December 3, 2021- The three ten-year old girls giggled and smiled at me, whispering, while going about their work, in the minutes before it was time for the class to be dismissed for lunch. This has been part and parcel of many preteens’ growing into a world where they must size up even those furthest from them in age, getting a sense of whether theirs is a safe environment or their guard needs to be raised up. I have seen it for nearly five decades now.
It was more uncertain, when I was younger-and in the years before I was married. Throughout, however, my main concern with all students has been to keep them focused on acquiring thinking skills and making sense of what they might want to do as adults. The process starts, really, when a person masters mobility, then speech. However nebulous it seems to both the little one and to those around her/him-basic interests and skills can be ascertained from the child’s play habits and choice of activities. My son was interested in motorized earth movers, even before his dinosaur phase. His 4-year-old second cousin alternates between building things and driving his Tonka truck around. Another second cousin is strictly into his drivable toy truck. The girl second cousins have a wide range of interests, from chess and the ecology of construction work (an eight-year-old) to ecofriendly farming practices (a ten-year-old).
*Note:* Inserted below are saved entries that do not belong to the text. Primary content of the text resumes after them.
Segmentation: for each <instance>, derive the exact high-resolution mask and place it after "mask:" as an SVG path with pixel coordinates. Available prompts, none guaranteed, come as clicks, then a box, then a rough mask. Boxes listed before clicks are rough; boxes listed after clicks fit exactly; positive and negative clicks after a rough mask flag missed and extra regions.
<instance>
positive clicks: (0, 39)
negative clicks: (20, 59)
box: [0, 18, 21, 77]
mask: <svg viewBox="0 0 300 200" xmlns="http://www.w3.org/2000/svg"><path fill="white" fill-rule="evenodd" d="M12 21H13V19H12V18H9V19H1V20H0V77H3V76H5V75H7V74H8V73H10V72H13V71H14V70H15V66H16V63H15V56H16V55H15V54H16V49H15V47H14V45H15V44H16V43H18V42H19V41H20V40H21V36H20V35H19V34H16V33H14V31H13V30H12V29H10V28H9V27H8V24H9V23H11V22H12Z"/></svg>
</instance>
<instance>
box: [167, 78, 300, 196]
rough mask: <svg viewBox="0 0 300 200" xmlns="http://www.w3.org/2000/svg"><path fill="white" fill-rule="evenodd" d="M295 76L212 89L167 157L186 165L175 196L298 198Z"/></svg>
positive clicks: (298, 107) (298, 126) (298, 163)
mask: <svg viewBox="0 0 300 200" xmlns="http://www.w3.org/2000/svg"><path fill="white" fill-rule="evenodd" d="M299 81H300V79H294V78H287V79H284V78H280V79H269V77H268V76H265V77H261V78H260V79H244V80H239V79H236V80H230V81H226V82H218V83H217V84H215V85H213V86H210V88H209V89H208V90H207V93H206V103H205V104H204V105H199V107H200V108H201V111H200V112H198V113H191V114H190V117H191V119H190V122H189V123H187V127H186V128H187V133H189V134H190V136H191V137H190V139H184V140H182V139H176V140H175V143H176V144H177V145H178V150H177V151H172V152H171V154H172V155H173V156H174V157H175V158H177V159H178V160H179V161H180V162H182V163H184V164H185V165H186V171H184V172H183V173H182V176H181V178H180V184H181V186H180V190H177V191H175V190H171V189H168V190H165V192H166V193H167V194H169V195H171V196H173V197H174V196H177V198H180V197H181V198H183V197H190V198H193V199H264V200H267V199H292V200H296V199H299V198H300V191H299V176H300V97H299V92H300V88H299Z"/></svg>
The students with whom I worked today are well-spoken, very much into independent learning and still keep the spunkiness of preteens. They are at once capable of handling a lot more responsibility than many of us Boomers were given at their age and remain very much in need of respectfully offered adult supervision. There will always be a need for this last, no matter how empowered and enlightened a person is in middle childhood, or adolescence, for that matter.
On this fifth day of “Seventy-One and Counting”, I felt equally valued by both the kids and by the mostly contemporary adults with whom I enjoyed a pre-Christmas Dinner, at the American Legion Post. It was our first such dinner in two years, and all the stops were pulled out. The Prime Rib and fixings were well-prepared by a seasoned chef and her 22-year-old sous chef. The pianist played tunes designed for relaxation and the sometimes raucous conversation just added to the enjoyment of the evening.
I can envision a similar gathering, maybe sixty years hence, of those who sat in the classroom today, maybe not under the same auspices, but in celebration of their camaraderie and a shared joie de vivre.
May they long walk the Realization Road.